2013 Annual Meeting

Our AGM this year took place on 23 October, during One World Week, a most appropriate time to be thinking of the needs of the developing world and the strong links between us. We had been considering during the year the advantages of working more closely with other groups with related aims, so we were delighted to be invited to hold the meeting in the Milner Hall, in co-operation with St Peter’s Justice and Peace group. This partnership worked really well, and we had a great evening.

Our AGM had an attendance of 18. The Chairman’s report outlining last year’s activities and out thoughts for the future follows this account. The Treasurer reported present resources of £513, some of which will be used to help more schools achieve Fairtrade status. The present officers and committee members were re-elected, with an appeal for anyone who might be interested in joining the committee to contact the Chairman.
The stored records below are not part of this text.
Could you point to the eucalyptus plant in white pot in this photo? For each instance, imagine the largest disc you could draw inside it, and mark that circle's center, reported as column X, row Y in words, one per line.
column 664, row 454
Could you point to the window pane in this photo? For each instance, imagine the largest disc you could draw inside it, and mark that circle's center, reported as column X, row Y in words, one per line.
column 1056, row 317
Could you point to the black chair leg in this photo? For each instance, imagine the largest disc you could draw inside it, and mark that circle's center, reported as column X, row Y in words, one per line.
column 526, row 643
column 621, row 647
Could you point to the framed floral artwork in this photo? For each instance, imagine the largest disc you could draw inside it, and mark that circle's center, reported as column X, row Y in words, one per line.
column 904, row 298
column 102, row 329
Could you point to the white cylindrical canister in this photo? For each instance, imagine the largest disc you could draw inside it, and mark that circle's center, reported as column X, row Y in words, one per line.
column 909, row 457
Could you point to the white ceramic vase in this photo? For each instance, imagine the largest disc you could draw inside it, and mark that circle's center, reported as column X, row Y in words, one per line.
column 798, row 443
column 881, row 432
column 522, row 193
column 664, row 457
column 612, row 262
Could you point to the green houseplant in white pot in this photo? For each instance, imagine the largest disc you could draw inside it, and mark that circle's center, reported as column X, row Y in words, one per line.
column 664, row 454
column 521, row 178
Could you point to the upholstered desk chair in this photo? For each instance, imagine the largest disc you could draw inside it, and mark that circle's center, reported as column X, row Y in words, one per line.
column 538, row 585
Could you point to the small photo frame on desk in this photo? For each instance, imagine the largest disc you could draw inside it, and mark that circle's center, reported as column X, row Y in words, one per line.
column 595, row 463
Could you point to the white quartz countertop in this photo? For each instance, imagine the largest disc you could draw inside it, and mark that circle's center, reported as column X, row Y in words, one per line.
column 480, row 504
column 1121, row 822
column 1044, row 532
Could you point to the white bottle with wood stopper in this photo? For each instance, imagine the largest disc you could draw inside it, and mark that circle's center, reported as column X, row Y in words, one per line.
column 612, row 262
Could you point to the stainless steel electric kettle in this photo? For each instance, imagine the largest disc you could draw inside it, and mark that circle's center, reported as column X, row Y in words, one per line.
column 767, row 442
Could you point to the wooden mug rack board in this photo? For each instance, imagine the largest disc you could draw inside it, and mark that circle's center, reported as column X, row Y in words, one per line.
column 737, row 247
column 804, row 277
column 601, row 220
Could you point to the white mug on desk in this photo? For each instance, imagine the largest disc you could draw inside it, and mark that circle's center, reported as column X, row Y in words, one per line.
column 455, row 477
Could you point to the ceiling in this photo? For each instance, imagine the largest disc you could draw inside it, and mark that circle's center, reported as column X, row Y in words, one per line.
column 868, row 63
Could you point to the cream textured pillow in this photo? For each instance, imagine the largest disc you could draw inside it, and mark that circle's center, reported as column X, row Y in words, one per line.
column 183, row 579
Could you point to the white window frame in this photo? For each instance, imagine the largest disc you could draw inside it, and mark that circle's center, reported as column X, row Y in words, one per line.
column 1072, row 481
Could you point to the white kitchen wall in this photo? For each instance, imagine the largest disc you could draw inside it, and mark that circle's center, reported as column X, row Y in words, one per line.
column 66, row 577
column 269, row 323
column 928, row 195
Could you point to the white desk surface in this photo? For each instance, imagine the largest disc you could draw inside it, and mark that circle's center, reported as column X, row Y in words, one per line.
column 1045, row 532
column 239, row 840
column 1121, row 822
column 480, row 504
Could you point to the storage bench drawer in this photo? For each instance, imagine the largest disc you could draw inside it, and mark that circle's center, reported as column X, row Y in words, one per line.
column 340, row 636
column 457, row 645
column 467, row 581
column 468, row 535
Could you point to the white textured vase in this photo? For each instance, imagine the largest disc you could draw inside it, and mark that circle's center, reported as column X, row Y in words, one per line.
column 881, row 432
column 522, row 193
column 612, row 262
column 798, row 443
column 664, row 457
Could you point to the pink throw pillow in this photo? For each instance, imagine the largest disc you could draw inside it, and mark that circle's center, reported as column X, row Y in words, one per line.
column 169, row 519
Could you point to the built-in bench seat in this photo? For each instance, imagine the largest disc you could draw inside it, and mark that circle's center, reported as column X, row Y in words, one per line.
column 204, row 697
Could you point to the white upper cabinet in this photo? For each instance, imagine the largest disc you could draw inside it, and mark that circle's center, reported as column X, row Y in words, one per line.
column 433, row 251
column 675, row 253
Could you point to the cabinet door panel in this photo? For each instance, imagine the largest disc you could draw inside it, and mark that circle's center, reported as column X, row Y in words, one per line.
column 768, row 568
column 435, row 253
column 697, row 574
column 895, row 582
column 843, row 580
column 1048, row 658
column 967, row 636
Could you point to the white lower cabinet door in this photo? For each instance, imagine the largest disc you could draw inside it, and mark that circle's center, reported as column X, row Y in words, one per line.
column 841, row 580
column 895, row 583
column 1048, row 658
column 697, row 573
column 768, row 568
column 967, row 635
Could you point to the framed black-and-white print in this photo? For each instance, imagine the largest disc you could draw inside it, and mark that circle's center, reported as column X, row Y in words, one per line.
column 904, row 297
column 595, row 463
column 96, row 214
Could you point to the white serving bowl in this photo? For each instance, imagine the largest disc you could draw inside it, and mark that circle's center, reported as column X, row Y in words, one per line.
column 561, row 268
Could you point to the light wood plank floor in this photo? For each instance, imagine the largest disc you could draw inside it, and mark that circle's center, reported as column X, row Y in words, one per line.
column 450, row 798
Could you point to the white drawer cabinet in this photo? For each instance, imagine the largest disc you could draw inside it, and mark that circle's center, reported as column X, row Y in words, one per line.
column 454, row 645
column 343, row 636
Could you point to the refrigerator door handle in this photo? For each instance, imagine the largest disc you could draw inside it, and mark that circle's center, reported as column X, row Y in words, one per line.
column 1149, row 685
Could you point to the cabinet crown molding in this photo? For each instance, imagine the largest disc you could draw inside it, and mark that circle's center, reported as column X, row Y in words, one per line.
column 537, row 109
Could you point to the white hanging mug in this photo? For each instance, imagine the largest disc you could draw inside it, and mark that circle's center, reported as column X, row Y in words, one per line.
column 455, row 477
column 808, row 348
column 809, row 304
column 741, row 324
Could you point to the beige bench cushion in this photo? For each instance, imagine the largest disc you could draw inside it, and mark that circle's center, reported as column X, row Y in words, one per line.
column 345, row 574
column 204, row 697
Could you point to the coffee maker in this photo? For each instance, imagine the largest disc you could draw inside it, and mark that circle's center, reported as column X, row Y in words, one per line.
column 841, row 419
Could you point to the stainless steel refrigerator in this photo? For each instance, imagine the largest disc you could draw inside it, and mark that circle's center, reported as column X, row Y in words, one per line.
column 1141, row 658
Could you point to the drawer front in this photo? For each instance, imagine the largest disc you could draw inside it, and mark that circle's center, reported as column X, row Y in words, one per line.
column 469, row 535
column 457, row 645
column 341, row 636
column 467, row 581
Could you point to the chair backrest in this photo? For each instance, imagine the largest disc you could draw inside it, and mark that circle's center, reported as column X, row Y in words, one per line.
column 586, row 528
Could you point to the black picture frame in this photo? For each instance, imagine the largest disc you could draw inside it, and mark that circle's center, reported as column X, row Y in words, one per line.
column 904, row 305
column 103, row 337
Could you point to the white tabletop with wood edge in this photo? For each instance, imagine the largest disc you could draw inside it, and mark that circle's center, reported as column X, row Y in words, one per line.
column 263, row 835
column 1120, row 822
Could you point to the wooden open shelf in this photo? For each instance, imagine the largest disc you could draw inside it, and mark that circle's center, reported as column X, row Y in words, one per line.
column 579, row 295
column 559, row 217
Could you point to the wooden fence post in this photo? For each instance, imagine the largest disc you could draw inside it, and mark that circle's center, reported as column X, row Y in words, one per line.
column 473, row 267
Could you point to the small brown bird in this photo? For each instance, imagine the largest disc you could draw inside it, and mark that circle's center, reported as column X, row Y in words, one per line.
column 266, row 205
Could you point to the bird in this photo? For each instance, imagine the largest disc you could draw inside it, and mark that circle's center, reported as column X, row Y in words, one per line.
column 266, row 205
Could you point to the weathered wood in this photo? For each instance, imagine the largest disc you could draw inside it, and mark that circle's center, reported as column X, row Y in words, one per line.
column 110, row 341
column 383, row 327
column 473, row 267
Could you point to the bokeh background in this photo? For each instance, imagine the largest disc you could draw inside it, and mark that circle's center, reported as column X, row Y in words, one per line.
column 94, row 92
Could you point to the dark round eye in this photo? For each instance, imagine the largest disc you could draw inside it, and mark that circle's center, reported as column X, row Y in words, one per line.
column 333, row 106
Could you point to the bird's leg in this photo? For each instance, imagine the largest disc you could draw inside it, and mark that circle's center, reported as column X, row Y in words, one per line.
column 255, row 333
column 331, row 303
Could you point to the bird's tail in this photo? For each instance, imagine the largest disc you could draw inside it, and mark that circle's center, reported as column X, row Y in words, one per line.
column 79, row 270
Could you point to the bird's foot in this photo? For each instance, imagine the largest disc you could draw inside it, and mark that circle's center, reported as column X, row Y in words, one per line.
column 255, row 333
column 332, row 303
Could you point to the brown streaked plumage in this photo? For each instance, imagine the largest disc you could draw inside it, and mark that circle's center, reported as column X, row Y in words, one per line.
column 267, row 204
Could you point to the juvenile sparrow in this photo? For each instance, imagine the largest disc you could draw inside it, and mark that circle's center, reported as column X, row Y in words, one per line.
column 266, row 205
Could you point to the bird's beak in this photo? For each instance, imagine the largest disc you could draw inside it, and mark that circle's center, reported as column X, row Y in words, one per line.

Many of us were unaware that there is quite a considerable Filipino community in Winchester, most of them worshiping at the Roman Catholic churches of St Peter’s and St Stephen’s and many of them working in the health service. After the business meeting they provided a magnificent spread (modestly described as a finger buffet) of Filipino food, and we then had an illustrated talk from Agnes Sitjar on employment and family life issues for Filipinos both in the UK and in the Philippines. She described a hard-working, trust-worthy and resilient people in a country which is over-populated, with high unemployment and subject to natural calamities. It is the only predominantly Christian country in South East Asia, with 90% of the population Christian. There are now 200,000 Filipinos in the UK; they are economic migrants, not asylum seekers. Many were invited and indeed urged to come to fill vacancies in our hospitals and elsewhere, but they have faced many problems from illegal recruiters landing them in abusive and exploitative working conditions, and (sadly) from the antagonism of work colleagues. It was to address these issues that the Filipino Association of Central Hampshire was set up to promote social cohesion and integration with the wider community. There are very strong family links between the countries, and their not very large salaries are generally stretched in order to send money back to relatives in the Philippines.

Representatives of the Soroptomists also joined us; they have taken over from one of our previous committee members the selling of bags made from recycled juice cartons picked up from rubbish heaps by women’s groups in the Philippines, and they brought a fine selection of products with them. We were pleased to hear that they sold bags to the value of £88.

Becca Rowland photoAfter Agnes’s talk we had an interesting talk by Becca Rowlands, the South East representative on the Fairtrade National Campaigner Committee. She spoke on Making Food Fair, linking the issues we seek to address through the Fairtrade movement with issues at home and the advantages of bringing producers and consumers closer together. There are huge numbers of producers and huge numbers of consumers, but ever-smaller numbers of traders and retailers as the big supermarket chains get more and more powerful, and this makes contact between them more difficult, and can lead to producers both here and abroad being intolerably squeezed. Fairtrade Fortnight next year will run from 24 February to 9 March and the emphasis will be on bananas. A third of all bananas sold in this country are now fairtrade, which is wonderful, but the non-fairtrade producers are getting a very raw deal and the aim will be to improve this.